Allen digs deep into past interviews with UPS employees and rank and file Teamsters activists. It is their struggles, not just against UPS itself, but against a corrupt and double dealing Teamsters leadership for many years, that is at the heart of this book.
These struggles could have a transformational effect. For example, Allen recounts the story of how future Teamsters President Ron Carey, who voted for Nixon in 1972, ended up coming to support and be fined over a political wildcat strike in support of 20 black workers. They were fired for wearing Black Liberation buttons on their uniforms in response to many white workers heeding Nixon’s call to wear American flag buttons to show support for US troops in Vietnam.
These stories of direct resistance are interwoven with the rise of rank and file movements of the 1970s like UPSurge and Teamsters for a Democratic Union that challenge the demands of UPS to work harder, and they challenge the Teamsters leadership at the international level that is doing little to push UPS on these issues. While this is all going on through the 1970s and 1980s, UPS has expanded service to every continental U.S. state and is expanding globally as well. And because of the changes to capitalism through neoliberal restructuring and globalization, UPS’ practices are changing as well in order to dominate the shipping business and squeeze every last penny of profit. For example, UPS was trying to keep as many employees as possible classified as part-time years before it became the regular occurrence among large corporations that it is today.
The last major struggle that Allen covers is the election of Ron Carey as President of the Teamsters, the successful 1997 UPS strike, and the ouster of Carey led by an agressive Republican controlled Congress. Carey’s election and the major wins of the 1997 strike – part timers turned into full timers, increased wages, and a reduction in subcontracting out, was one of the great victories for labour in the U.S. in quite sometime. That would of course change when Carey was expelled from the Teamsters after a government investigation for improper fundraising by his campaign for president, though he would never personally be found guilty of any crime by a federal jury. It was an unfortunate end to an era of promise.
Allen closes out the book by discussing the modern logistics industry and the important role that UPS and its main competitors like FedEx and DHL play within it. For advanced economies with high rates of consumer consumption like the U.S., Allen explains that logistics has become king:
The logistics corporation is not only a new stage in the evolution of the modern corporation but has changed our understanding of the historic distinction between manufacturing, transportation, and retail. The modern logistics corporation—with the significant help of the capitalist states—has massively reorganized the global manufacturing network, the shipping and transportation systems and the final delivery of goods.
According to Allen, the just-in-time nature of many of these supply chains leave them vulnerable to labour disruptions that could hurt a company like UPS but other huge corporate players like Walmart and Amazon. Building labour militancy in this sector would be a huge opportunity to put pressure on capital.

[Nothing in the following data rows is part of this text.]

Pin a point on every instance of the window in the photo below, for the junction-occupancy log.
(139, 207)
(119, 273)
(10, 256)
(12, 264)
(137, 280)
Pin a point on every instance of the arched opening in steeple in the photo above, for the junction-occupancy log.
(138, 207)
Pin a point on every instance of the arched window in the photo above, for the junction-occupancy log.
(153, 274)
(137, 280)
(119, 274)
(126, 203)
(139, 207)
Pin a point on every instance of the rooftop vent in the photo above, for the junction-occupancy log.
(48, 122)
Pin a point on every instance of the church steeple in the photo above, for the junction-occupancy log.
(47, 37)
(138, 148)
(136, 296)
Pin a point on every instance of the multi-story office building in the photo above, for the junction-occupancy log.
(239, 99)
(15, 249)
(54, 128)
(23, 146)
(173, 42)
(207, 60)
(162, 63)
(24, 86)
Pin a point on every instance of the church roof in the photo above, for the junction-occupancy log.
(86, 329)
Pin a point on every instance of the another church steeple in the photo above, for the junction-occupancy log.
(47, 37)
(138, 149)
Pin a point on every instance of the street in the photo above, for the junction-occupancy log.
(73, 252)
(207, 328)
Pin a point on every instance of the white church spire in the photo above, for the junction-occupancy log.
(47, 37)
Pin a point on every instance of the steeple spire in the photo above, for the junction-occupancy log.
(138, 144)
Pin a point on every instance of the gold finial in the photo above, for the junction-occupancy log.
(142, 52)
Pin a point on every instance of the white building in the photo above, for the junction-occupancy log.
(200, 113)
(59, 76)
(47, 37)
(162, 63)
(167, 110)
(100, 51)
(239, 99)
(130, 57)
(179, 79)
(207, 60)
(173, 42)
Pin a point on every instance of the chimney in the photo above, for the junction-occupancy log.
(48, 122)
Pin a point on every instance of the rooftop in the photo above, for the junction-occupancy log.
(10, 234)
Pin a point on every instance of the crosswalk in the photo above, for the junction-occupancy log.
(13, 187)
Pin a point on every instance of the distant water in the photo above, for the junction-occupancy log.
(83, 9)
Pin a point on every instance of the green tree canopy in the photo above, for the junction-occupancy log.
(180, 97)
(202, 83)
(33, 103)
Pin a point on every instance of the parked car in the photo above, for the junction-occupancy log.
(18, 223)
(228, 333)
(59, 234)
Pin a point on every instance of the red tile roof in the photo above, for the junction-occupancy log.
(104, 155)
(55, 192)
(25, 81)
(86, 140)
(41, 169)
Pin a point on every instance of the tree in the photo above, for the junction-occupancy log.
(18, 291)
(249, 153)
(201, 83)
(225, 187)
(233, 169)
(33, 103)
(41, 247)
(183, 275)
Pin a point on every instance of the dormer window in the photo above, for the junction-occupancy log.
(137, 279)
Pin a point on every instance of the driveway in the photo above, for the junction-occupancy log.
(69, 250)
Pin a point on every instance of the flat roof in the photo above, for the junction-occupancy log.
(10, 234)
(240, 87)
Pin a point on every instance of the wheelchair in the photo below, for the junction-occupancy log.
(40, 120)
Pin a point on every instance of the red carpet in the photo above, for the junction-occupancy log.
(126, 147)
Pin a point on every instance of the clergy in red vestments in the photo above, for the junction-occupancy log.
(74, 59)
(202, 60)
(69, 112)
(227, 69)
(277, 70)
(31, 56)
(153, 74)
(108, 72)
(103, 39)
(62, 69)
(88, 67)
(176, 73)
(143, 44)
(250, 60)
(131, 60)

The only thing the book lacks is some more detail of UPS workers in the period after Carey’s ouster to the present day that has coincided with James P. Hoffa’s four terms as Teamsters President. Hoffa was certainly a labour leader that UPS was happier to do business with. It would interesting to see how his conciliatory presidency has affected rank and file militancy among UPS workers.
However, The Package King is a wonderful look at over a century of capitalism, its transformations, and the rank and file militancy, and peaks and troughs that have characterized the U.S. labour movement of the last 100 years. It is also a call to activists to get serious about analyzing the modern logistics system and how to think about how to build worker power within it.